“La ley determinará la estructura orgánica y de dirección de la Guardia Nacional, que estará adscrita a la secretaría del ramo de seguridad pública, que formulará la Estrategia Nacional de Seguridad Pública, los respectivos programas, políticas y acciones”. Ese es, desde 2019, el texto del artículo 21 de la Constitución.
Vale la pena recordar cómo se llegó a esta redacción. Luego de que el Presidente anunciara la creación de la Guardia Nacional (GN), se acordó en el Senado una salvaguarda sobre el carácter civil de la corporación naciente, lo que permitió que la reforma constitucional se aprobara por unanimidad. Que la GN sea civil y esté adscrita a la Secretaría de Seguridad Pública es por tanto la expresión de un consenso político nacional y una verdadera garantía orgánica de los derechos humanos.

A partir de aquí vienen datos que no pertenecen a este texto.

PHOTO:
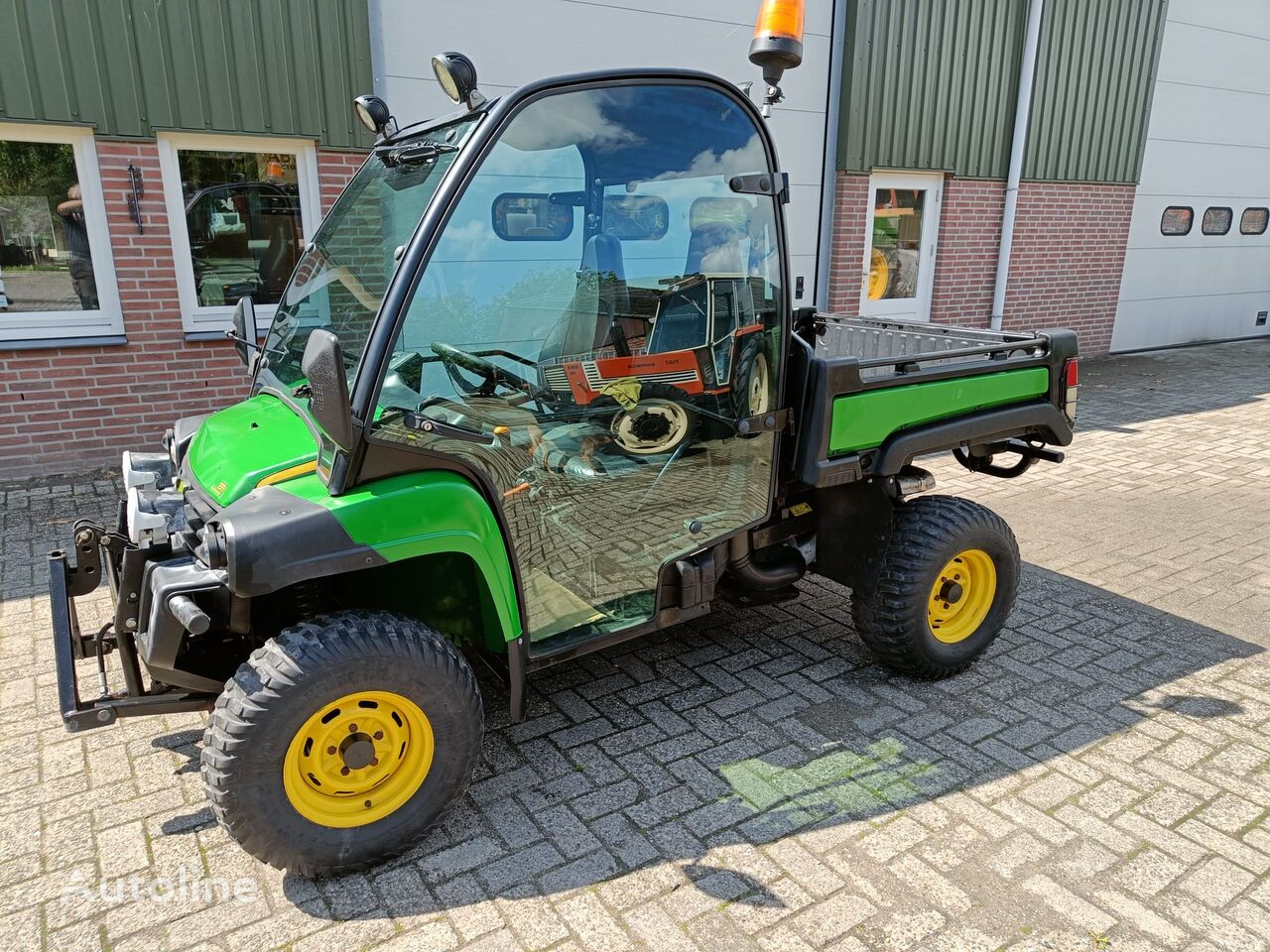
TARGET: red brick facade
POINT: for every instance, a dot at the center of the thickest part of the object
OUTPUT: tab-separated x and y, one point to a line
73	408
1065	270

Sin embargo, el gobierno federal anunció desde 2021 que propondría eliminar esta salvaguarda. Muchos señalaron los riesgos de esta decisión, esperando que, de presentarse una iniciativa, existiría un debate parlamentario serio sobre el tema.
En días pasados, sin embargo, el Presidente, ante la ausencia de respaldo a esta reforma en las cámaras, anunció que se adscribiría la GN a la Sedena, vía decreto presidencial o mediante acuerdo de la administración pública.

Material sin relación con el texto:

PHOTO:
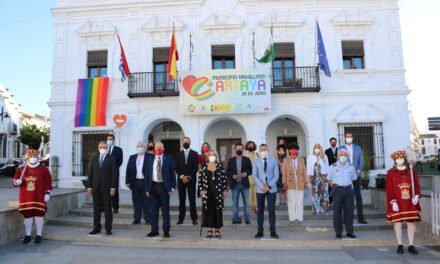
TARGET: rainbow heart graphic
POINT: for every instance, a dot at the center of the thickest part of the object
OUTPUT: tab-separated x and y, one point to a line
195	87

El anuncio es preocupante por la forma y el fondo. En cuanto a lo primero, buscar por decreto lo que no se puede obtener por reforma constitucional o legal, supone eludir el ejercicio deliberativo en el Poder Legislativo donde, guste o no, tiene expresión política la pluralidad del país. No es, por tanto, un proceder plenamente democrático.
En cuanto al fondo, el acuerdo difícilmente será compatible con el artículo 21 constitucional. Además, expandir el protagonismo castrense comporta el riesgo de incrementar las violaciones a derechos humanos; de perpetuar una política que no ha sido efectiva para disminuir la violencia; y de alterar los balances cívico militares, lo que en democracia se agota aludiendo al mando civil ejercido por el Comandante Supremo, sino que debe expresarse en permanente rendición de cuentas y en el acotamiento de lo castrense a lo que le es propio. Como señaló la Corte Interamericana, la intervención militar en seguridad sólo es aceptable si es extraordinaria, regulada, fiscalizada, subordinada y complementaria.
La medida anunciada por el Presidente se aparta de estos requisitos. De ser emitido, puede adelantarse casi con certeza que el acuerdo o decreto en cuestión atentaría contra la Constitución y los actores legitimados deberán interponer controversia constitucional o acción de inconstitucionalidad. En este escenario, sería deseable que la Suprema Corte de Justicia de la Nación ejerciera a cabalidad su función de contrapeso y garante del orden constitucional; tal vez si se hubiesen dirimido con más prontitud los conflictos jurídicos que ha generado recientemente la expansión del protagonismo castrense, el Ejecutivo no estaría retando hasta el límite el orden constitucional, como lo hace con este anuncio.
A todo el pueblo de México le duele la inseguridad. Pero conviene recordar que la experiencia comparada muestra que el fortalecimiento de las policías civiles locales y la reconstrucción de la procuración de justicia son componentes esenciales de una estrategia de seguridad efectiva; esa misma experiencia confirma los peligros de privilegiar la perspectiva castrense.